Мотоциклетка, рыча, запрыгала, выбираясь из накатанной колеи.
– А далеко еще?
– Да считай две трети пути отмахали. И самое опасное место уже проехали. Бандиты какие, они на караванную дорогу выходят. А здесь края безлюдные, безводные, и никаких тебе бандитов. Разве что орда мутантская нагрянет, так что ты по сторонам все же поглядывай.
– А зачем сюда мутантам? Что им тот прииск?
– Прииск им ни к чему, а ты поглядывай. Мало ли, какая беда. Ведь не прибыла цистерна вовремя, что-то там стряслось.

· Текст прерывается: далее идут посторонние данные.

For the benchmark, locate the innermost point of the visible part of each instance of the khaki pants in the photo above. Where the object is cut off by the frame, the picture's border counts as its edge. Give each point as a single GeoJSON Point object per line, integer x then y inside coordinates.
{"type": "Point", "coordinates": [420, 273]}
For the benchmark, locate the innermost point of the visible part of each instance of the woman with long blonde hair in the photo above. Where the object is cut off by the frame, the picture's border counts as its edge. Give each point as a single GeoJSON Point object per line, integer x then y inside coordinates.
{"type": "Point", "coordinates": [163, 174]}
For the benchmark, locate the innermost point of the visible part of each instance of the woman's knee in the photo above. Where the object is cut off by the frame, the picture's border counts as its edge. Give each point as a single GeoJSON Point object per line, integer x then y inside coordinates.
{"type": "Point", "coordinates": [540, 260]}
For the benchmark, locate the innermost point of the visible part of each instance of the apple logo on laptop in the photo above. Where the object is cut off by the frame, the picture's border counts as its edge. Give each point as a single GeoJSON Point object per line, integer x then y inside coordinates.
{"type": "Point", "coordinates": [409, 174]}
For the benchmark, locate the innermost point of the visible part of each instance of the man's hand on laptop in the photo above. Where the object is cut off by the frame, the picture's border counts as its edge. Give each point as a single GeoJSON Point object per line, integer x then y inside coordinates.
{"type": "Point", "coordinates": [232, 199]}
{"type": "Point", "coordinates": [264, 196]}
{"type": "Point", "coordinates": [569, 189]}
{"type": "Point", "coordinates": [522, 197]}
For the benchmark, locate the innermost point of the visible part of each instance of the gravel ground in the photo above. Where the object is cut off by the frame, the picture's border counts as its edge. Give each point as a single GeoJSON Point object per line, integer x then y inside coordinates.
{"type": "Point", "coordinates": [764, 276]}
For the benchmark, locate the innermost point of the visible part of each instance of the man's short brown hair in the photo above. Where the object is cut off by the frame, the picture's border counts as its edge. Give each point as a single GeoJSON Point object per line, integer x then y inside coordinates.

Прииск, при котором богатый торговец Шарпан устроил производство, лежал посреди безводной пустоши, где ни людей, ни зверья не водилось. Раз в две декады оттуда прибывала цистерна, но вот срок миновал, да еще декада сверх того, а доставщики не приехали. Шарпан отправил Кирю на мотоциклетке, чтобы выяснить причину. Это и стало первым заданием Йоли. Поручение спокойное, безопасное, с надежным проверенным попутчиком. Для начала в самый раз. И гонца сопровождать не помешает, и заодно Киря после расскажет, какова девчонка в работе. Шарпан хоть и любил изредка пошутить, но вопросы решал основательно, ничего не делал зря и привык одно с другим увязывать.
Старая дорога, которой пользовались торговцы, осталась позади, теперь мотоциклетка катила по равнине. Куда ни глянь – все плоское и желтое, пропеченное солнцем. Пока держались дороги, за мотоциклеткой вспухал пышный желтовато-серый хвост, теперь пыли стало поменьше. Йоля тряслась на сиденье, поглядывала по сторонам и изредка косилась на водителя. Крепко сбитый, плотный, загорелый Киря сгорбился, сжимая руль, и медленно цедил слова. Он все так делал – медленно, основательно, наверняка.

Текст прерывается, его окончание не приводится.